The yield on the 10-year U.S. Treasury note rose to 3.22% on Friday, continuing a bond selloff, as investors reacted to an ultra-low 3.7% unemployment rate and an annual 2.8% hourly wage gain, both indicators signaling continuing strength in the underlying U.S. economy, solidifying expectations of another rate hike by the U.S. Federal Reserve Board before year-end. Lower-than-expected job creation of 134,000 new payrolls in September was attributed to temporary labour market distortions in the wake of Hurricane Florence. North of the border, Statistics Canada’s monthly Labour Force Survey showed a gain of 63,000 jobs in September, continuing a recent volatile trend in monthly jobs data. Average hourly wage growth edged down to 2.2% in the month from 2.6% in August, while the unemployment rate ticked down to 5.9% from 6.0%. With investors selling equities in lockstep with U.S. markets, Toronto’s S&P/TSX Composite Index consequently posted a 0.8% decline on the week, despite a 1.2% gain in the price of WTI crude oil and a 1.0% uptick in the price of gold.
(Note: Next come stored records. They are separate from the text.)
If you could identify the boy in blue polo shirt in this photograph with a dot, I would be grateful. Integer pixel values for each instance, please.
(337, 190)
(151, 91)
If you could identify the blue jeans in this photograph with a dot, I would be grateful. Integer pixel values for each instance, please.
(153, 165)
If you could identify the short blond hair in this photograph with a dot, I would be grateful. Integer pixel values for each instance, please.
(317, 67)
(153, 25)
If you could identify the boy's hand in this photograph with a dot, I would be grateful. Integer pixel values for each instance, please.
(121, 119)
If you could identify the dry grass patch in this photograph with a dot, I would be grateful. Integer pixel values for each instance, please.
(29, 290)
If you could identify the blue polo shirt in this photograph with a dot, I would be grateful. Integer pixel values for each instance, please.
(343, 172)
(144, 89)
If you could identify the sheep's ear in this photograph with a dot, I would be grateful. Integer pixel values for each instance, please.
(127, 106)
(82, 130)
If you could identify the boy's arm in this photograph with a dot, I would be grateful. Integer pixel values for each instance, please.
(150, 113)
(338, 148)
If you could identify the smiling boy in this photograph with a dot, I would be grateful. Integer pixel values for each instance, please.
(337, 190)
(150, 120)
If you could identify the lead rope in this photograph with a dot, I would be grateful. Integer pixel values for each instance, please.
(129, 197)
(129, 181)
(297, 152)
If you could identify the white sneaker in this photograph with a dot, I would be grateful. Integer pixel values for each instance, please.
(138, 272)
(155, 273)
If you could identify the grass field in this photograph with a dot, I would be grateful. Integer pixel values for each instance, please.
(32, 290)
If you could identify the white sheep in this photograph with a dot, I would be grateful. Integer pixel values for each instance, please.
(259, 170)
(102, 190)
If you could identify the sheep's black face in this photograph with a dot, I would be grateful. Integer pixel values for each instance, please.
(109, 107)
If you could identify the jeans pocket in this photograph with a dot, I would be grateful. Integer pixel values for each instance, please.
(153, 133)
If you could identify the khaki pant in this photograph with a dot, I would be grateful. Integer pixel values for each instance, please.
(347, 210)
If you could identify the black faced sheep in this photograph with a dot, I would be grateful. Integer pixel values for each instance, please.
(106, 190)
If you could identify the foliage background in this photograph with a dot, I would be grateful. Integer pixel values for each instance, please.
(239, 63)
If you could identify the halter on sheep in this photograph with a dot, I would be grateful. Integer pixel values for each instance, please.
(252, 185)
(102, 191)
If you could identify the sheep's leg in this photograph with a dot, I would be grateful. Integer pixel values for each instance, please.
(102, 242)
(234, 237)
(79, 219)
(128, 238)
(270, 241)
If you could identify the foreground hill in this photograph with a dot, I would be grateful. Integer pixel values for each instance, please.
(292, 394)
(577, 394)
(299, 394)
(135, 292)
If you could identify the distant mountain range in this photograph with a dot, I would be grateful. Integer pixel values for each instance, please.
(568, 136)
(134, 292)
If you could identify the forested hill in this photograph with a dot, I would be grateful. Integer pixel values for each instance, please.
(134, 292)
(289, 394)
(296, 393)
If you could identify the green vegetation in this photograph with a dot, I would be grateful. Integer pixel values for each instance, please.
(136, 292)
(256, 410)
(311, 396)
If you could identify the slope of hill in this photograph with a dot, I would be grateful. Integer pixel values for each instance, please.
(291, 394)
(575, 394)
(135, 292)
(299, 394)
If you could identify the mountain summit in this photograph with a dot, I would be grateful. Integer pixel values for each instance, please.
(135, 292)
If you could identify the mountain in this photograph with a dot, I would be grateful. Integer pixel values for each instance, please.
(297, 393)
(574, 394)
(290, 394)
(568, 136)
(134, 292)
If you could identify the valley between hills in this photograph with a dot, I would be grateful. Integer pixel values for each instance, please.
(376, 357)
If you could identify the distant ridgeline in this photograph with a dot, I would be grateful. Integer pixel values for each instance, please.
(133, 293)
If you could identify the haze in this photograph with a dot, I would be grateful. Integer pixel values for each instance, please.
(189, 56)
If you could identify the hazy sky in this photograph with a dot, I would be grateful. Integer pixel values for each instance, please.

The big blue-chip S&P 500 Composite Index retreated 1.0%. The Nasdaq Composite Index lost the most ground on the week, dropping 3.2%, driven mainly by losses in high-growth technology and Internet issues.

FUND NEWS

* Hamilton Capital launches bank ETF. Hamilton Capital Partners Inc. this past week debuted its Hamilton Capital Canadian Bank Dynamic-Weight ETF (TSX: HCB), investing in Canadian banks and using a rules-based “mean reversion” portfolio rebalancing methodology in an effort to improve the return potential. As for portfolio strategy, Hamilton stated in a release, “HCB will seek to achieve its investment objective by applying a dynamic re-weighting strategy to a portfolio of the six largest Canadian banks. Each month, the portfolio will overweight the three most oversold banks from the prior month and underweight the three most overbought.”